Because then comes the grand proclamation of “Forces Network”, and I always imagined the band playing this at some dreich cluster of MOD transmitters on a lonely Speyside hilltop; there’s a post-Falklands anti-militaristic tone, and why wouldn’t there be, with lines like “leave the girls and take the boys to play / On violent fields”. It appears in a different version to that which graces the flip of the “Cold Heart”, here gussied up with added snarl, chords yawing like the pitch of a troop carrier in the grey foam of the South Atlantic. The YouTube link for that one is up above there, if you’d care to scroll.
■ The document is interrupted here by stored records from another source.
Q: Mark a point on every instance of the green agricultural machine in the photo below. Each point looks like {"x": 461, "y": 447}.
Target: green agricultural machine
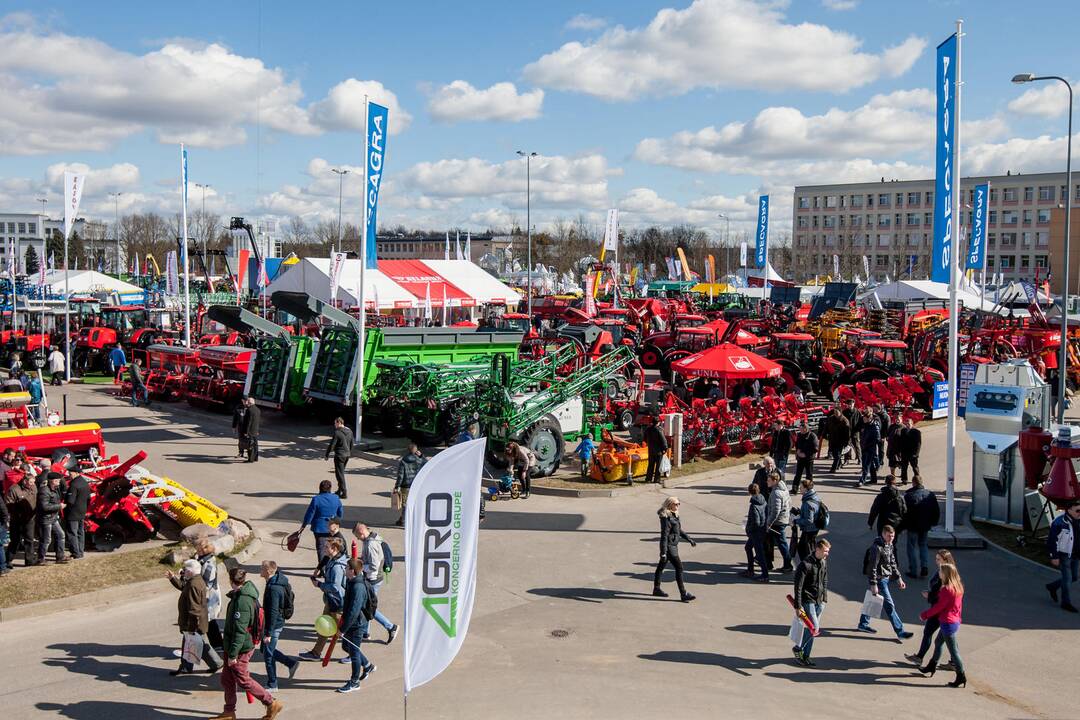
{"x": 545, "y": 417}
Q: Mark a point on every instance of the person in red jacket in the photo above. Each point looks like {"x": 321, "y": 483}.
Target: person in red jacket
{"x": 947, "y": 610}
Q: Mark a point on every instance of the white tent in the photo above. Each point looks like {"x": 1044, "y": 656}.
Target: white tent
{"x": 312, "y": 275}
{"x": 84, "y": 282}
{"x": 474, "y": 281}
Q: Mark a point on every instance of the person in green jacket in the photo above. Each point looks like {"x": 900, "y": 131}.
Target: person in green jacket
{"x": 241, "y": 620}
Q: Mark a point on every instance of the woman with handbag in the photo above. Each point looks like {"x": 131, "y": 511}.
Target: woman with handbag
{"x": 671, "y": 532}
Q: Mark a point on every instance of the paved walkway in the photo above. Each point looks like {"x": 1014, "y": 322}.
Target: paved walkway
{"x": 552, "y": 564}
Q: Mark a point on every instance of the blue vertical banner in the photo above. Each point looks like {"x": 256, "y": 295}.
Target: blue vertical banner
{"x": 761, "y": 247}
{"x": 376, "y": 150}
{"x": 976, "y": 250}
{"x": 945, "y": 144}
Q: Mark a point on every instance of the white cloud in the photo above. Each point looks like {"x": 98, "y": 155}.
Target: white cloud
{"x": 459, "y": 102}
{"x": 75, "y": 93}
{"x": 586, "y": 23}
{"x": 718, "y": 43}
{"x": 343, "y": 109}
{"x": 1051, "y": 100}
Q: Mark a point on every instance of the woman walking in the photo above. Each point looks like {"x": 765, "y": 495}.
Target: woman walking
{"x": 947, "y": 611}
{"x": 671, "y": 532}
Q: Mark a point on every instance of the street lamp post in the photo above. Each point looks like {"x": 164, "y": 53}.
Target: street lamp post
{"x": 116, "y": 226}
{"x": 727, "y": 239}
{"x": 340, "y": 174}
{"x": 528, "y": 219}
{"x": 1063, "y": 360}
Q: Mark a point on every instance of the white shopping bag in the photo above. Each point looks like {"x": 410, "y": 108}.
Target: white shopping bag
{"x": 873, "y": 605}
{"x": 191, "y": 652}
{"x": 795, "y": 635}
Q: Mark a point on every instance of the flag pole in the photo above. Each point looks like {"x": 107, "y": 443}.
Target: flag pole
{"x": 363, "y": 262}
{"x": 954, "y": 323}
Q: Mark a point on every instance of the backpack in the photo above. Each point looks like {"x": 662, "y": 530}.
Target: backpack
{"x": 288, "y": 602}
{"x": 372, "y": 606}
{"x": 821, "y": 517}
{"x": 388, "y": 557}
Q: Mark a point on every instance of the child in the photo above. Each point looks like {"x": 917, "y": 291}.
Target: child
{"x": 585, "y": 450}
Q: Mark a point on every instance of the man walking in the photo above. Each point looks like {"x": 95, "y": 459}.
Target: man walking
{"x": 241, "y": 619}
{"x": 322, "y": 507}
{"x": 778, "y": 518}
{"x": 780, "y": 446}
{"x": 1064, "y": 545}
{"x": 278, "y": 602}
{"x": 657, "y": 443}
{"x": 250, "y": 429}
{"x": 910, "y": 446}
{"x": 75, "y": 514}
{"x": 374, "y": 558}
{"x": 811, "y": 594}
{"x": 921, "y": 516}
{"x": 806, "y": 450}
{"x": 340, "y": 447}
{"x": 49, "y": 518}
{"x": 880, "y": 568}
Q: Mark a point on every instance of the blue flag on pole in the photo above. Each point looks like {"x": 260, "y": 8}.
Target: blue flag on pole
{"x": 976, "y": 250}
{"x": 376, "y": 150}
{"x": 761, "y": 248}
{"x": 945, "y": 119}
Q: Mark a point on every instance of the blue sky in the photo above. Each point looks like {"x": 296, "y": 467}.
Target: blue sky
{"x": 671, "y": 112}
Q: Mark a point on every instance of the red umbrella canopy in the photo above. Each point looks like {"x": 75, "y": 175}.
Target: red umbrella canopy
{"x": 726, "y": 362}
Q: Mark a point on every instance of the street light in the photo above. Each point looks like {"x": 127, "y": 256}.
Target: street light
{"x": 528, "y": 221}
{"x": 727, "y": 238}
{"x": 1063, "y": 360}
{"x": 116, "y": 226}
{"x": 340, "y": 174}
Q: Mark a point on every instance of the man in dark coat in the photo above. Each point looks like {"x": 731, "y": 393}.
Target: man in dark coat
{"x": 50, "y": 503}
{"x": 340, "y": 447}
{"x": 780, "y": 447}
{"x": 75, "y": 514}
{"x": 250, "y": 429}
{"x": 658, "y": 446}
{"x": 889, "y": 506}
{"x": 910, "y": 446}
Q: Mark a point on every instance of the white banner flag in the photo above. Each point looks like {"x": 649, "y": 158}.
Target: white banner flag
{"x": 442, "y": 525}
{"x": 72, "y": 195}
{"x": 611, "y": 231}
{"x": 337, "y": 261}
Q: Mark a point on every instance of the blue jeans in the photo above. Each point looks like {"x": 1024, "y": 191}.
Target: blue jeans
{"x": 4, "y": 564}
{"x": 814, "y": 610}
{"x": 917, "y": 539}
{"x": 271, "y": 656}
{"x": 379, "y": 617}
{"x": 1069, "y": 569}
{"x": 351, "y": 641}
{"x": 890, "y": 609}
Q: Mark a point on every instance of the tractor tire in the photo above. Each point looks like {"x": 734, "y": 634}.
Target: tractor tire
{"x": 545, "y": 440}
{"x": 108, "y": 538}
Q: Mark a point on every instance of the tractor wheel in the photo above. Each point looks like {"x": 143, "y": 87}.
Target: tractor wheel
{"x": 545, "y": 440}
{"x": 108, "y": 538}
{"x": 650, "y": 356}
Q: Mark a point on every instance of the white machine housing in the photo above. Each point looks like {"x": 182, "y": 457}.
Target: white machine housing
{"x": 1006, "y": 398}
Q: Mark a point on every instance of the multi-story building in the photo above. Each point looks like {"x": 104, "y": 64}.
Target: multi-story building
{"x": 433, "y": 247}
{"x": 891, "y": 225}
{"x": 34, "y": 229}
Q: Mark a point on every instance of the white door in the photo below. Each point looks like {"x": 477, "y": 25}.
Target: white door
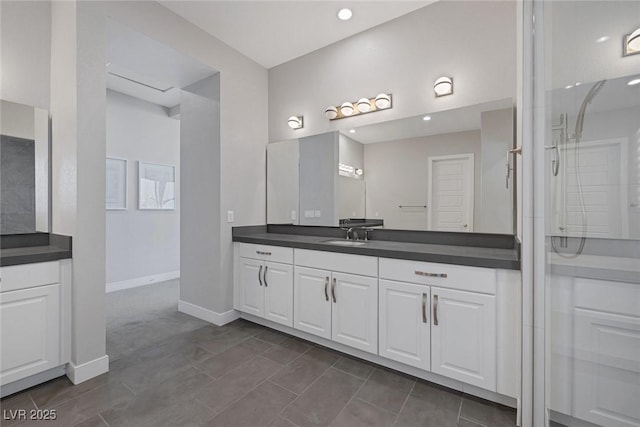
{"x": 606, "y": 372}
{"x": 405, "y": 330}
{"x": 30, "y": 320}
{"x": 450, "y": 193}
{"x": 463, "y": 336}
{"x": 278, "y": 292}
{"x": 312, "y": 304}
{"x": 251, "y": 292}
{"x": 355, "y": 311}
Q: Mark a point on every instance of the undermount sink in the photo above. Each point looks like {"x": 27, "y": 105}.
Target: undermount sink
{"x": 345, "y": 242}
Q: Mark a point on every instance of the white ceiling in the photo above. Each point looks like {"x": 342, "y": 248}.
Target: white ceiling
{"x": 274, "y": 32}
{"x": 144, "y": 68}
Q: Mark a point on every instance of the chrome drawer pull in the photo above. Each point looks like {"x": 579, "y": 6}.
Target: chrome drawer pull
{"x": 333, "y": 290}
{"x": 264, "y": 276}
{"x": 424, "y": 308}
{"x": 435, "y": 310}
{"x": 425, "y": 274}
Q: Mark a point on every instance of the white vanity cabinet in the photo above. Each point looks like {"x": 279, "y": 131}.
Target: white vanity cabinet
{"x": 33, "y": 320}
{"x": 405, "y": 326}
{"x": 452, "y": 307}
{"x": 264, "y": 282}
{"x": 339, "y": 305}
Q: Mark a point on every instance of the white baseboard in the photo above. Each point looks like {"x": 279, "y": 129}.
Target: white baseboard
{"x": 142, "y": 281}
{"x": 207, "y": 315}
{"x": 85, "y": 371}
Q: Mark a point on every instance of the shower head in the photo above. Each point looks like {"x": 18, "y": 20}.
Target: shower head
{"x": 583, "y": 108}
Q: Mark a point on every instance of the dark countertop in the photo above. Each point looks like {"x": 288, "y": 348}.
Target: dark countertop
{"x": 32, "y": 248}
{"x": 490, "y": 257}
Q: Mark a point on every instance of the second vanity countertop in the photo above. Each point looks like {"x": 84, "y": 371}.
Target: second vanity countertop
{"x": 476, "y": 256}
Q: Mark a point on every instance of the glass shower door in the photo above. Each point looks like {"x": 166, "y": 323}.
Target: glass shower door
{"x": 591, "y": 138}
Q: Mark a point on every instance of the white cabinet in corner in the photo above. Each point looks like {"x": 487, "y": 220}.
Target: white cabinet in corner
{"x": 31, "y": 319}
{"x": 337, "y": 306}
{"x": 463, "y": 336}
{"x": 405, "y": 328}
{"x": 264, "y": 288}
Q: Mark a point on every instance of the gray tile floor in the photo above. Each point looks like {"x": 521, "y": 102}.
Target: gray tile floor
{"x": 245, "y": 375}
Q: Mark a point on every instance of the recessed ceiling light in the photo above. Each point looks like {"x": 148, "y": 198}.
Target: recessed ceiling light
{"x": 345, "y": 14}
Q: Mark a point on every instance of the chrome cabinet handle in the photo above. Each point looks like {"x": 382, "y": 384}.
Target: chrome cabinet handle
{"x": 435, "y": 310}
{"x": 425, "y": 274}
{"x": 264, "y": 276}
{"x": 424, "y": 308}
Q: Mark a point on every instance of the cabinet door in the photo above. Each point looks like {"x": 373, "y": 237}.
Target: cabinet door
{"x": 250, "y": 282}
{"x": 278, "y": 292}
{"x": 30, "y": 332}
{"x": 606, "y": 370}
{"x": 312, "y": 305}
{"x": 463, "y": 336}
{"x": 405, "y": 329}
{"x": 355, "y": 311}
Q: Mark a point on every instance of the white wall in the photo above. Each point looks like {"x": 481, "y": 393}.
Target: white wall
{"x": 396, "y": 173}
{"x": 141, "y": 243}
{"x": 473, "y": 42}
{"x": 496, "y": 199}
{"x": 25, "y": 52}
{"x": 78, "y": 107}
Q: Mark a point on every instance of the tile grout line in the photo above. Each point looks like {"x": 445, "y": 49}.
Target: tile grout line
{"x": 355, "y": 394}
{"x": 406, "y": 399}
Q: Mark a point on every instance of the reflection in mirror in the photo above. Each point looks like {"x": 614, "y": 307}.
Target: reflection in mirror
{"x": 593, "y": 160}
{"x": 24, "y": 169}
{"x": 449, "y": 171}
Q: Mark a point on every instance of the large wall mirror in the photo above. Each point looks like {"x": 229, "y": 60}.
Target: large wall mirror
{"x": 24, "y": 169}
{"x": 447, "y": 171}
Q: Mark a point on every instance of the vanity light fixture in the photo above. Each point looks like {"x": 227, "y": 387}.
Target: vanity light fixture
{"x": 362, "y": 106}
{"x": 295, "y": 122}
{"x": 346, "y": 109}
{"x": 331, "y": 112}
{"x": 631, "y": 45}
{"x": 443, "y": 86}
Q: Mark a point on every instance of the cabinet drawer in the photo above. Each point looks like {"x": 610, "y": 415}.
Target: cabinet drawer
{"x": 473, "y": 279}
{"x": 266, "y": 252}
{"x": 29, "y": 275}
{"x": 344, "y": 263}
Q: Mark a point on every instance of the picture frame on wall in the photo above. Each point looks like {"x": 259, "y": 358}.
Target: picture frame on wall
{"x": 156, "y": 186}
{"x": 116, "y": 184}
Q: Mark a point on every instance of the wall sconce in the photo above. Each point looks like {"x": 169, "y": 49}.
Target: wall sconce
{"x": 295, "y": 122}
{"x": 362, "y": 106}
{"x": 631, "y": 45}
{"x": 443, "y": 86}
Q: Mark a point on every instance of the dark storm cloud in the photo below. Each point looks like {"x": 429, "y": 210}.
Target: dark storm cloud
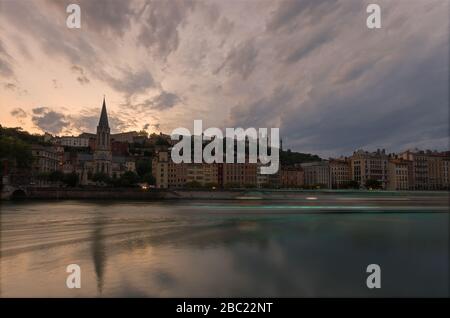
{"x": 396, "y": 110}
{"x": 49, "y": 120}
{"x": 384, "y": 89}
{"x": 87, "y": 121}
{"x": 263, "y": 111}
{"x": 10, "y": 86}
{"x": 164, "y": 100}
{"x": 161, "y": 20}
{"x": 130, "y": 82}
{"x": 241, "y": 60}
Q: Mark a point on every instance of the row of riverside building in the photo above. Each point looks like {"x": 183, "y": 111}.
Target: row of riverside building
{"x": 409, "y": 170}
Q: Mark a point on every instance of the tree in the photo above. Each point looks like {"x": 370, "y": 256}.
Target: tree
{"x": 373, "y": 184}
{"x": 149, "y": 179}
{"x": 352, "y": 184}
{"x": 160, "y": 141}
{"x": 101, "y": 177}
{"x": 71, "y": 179}
{"x": 143, "y": 167}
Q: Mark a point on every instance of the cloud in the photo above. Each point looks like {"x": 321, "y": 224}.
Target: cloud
{"x": 164, "y": 100}
{"x": 49, "y": 120}
{"x": 314, "y": 40}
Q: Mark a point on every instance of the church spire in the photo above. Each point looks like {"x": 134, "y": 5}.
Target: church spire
{"x": 104, "y": 116}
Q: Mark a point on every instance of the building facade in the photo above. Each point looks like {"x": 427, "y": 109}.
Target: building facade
{"x": 102, "y": 153}
{"x": 399, "y": 175}
{"x": 340, "y": 174}
{"x": 367, "y": 166}
{"x": 317, "y": 174}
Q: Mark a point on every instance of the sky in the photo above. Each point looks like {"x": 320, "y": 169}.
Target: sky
{"x": 309, "y": 67}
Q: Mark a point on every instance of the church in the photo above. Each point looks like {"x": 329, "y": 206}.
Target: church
{"x": 100, "y": 158}
{"x": 102, "y": 153}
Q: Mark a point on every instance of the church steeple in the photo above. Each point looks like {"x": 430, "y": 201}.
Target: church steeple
{"x": 104, "y": 116}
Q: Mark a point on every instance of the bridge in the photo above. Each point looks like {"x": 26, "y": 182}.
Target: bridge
{"x": 9, "y": 191}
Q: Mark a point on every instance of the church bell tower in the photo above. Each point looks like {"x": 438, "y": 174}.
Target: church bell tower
{"x": 102, "y": 154}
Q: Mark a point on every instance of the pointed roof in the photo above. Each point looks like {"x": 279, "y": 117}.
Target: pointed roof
{"x": 104, "y": 116}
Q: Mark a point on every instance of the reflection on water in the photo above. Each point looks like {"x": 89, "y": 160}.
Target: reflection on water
{"x": 294, "y": 247}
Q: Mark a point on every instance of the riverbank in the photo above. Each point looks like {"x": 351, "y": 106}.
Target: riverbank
{"x": 195, "y": 194}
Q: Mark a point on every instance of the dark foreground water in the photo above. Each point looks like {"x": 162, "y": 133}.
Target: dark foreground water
{"x": 313, "y": 245}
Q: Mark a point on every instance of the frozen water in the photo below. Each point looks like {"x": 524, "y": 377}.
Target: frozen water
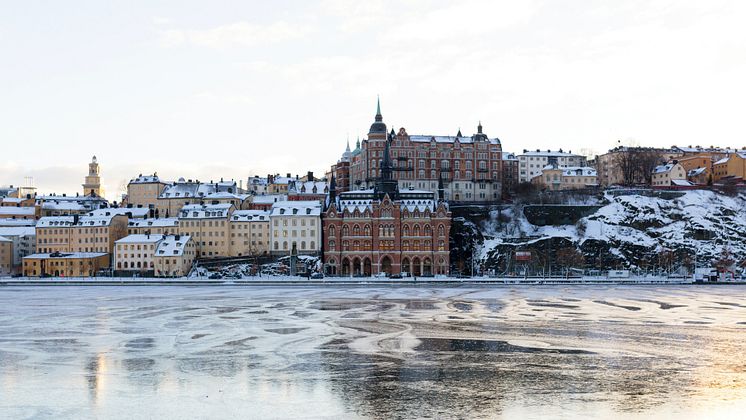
{"x": 334, "y": 352}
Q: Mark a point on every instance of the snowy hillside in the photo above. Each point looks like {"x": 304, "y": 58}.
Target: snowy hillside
{"x": 629, "y": 231}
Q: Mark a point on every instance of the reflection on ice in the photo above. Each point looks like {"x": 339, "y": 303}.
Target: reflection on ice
{"x": 401, "y": 352}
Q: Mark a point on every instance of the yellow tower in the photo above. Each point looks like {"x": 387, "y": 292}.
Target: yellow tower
{"x": 92, "y": 184}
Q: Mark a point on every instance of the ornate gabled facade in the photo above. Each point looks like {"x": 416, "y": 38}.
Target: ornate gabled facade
{"x": 470, "y": 166}
{"x": 385, "y": 229}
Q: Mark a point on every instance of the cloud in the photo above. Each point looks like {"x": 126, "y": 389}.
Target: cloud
{"x": 238, "y": 34}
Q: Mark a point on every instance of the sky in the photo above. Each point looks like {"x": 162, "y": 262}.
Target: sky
{"x": 233, "y": 89}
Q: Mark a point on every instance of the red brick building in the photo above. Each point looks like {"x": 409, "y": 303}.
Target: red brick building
{"x": 470, "y": 166}
{"x": 386, "y": 230}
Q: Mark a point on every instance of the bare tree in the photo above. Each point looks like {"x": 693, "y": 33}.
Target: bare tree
{"x": 569, "y": 257}
{"x": 635, "y": 165}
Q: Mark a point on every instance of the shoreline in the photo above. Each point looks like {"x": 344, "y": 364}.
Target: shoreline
{"x": 365, "y": 282}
And two of the album’s greatest moments are out here on the second side: “Painting/Arguing” and the closer, “Cry For A Man”. The former is one of those great tunes which refuses to reveal its secrets at first or even tenth listen, from the title down. Who’s painting, and who’s arguing? What is this adjectival interplay? It’s a quiet masterpiece of arrangement, too; somewhere inside it beats baroque pop of the Emitt Rhodes/Pearls Before Swine variety. It begins in a slow bass and lyrics also blurry and impressionistic before shifting gears in the twin attack of that trumpet and one of those unbeatable one-note lead guitar lines, high up the neck in a rousing chime, against which the trumpet interjects while the bass busies in the spaces in between. It’s completely oblique, a piece of very grown-up songwriting and also hugely danceable.

Then that closer, the tenth song of ten, “Cry For A Man”; a proper finish to a record; diurnally it feels like a song for the end of the day, a bringing together of the album as a whole in one last rally, bass unfurling deftly, a two-note guitar chime, ba-boom! type flourishes of vocal and trumpet; and then, just past the middle eight, it does this unexpected thing and accelerates in a big crescendo sweep of brass and an increasingly insistent lead line that just gears up and up and up in mod pop brilliance.

And in my mind’s eye I’m in my friend’s bronze Morris Ital (and there’s a forgotten product of the ailing UK motor industry); we’ve been out for a jaunt to scenic spots, just kicking about and having a giggle; there’s the nimbus-grey skies of a slightly shitty May Sunday, and we’re on the way home, sweeping around the frowzy collection of net lofts and ancillary buildings and weighbridges in a nearby former port town that would soon be bulldozed by a local entrepreneur and remain wasteland until the advent of bravely overdesigned Asda slab more than two decades later.

And as I recall it through the flawed prism of memory, I’m actually up with the gulls with a birds’s eye view down on it all, one final time before the bulldozers move in; another nothing-to-report Sunday teatime but “Cry For A Man” is playing on the stereo of a car and I’d lofted into epiphany with the song and the folks would be at home and tea would be on the table pretty promptly, cos, y’know, they were still alive then. And in that moment everything was perfect, and perfectly alright.

The Jasmine Minks’ The Jasmine Minks only got the one, solitary pressing on vinyl, back in 1986; you can still pick a decent copy up relatively cheap, and although prices are starting to climb it’s nowhere near the levels of £££ currently commanded by some other Creation releases, thankfully. If you’re of a CD persuasion, it got a twofer issue with One Two Three Four … in 1990; but maybe your best bet currently is Cherry Red’s 2xCD compilation Cut Me Deep: The Anthology 1984-2014, a whole 48 tracks that includes almost this entire album, with scores of other treats besides.

Do it. Having The Jasmine Minks in your life makes so much sense.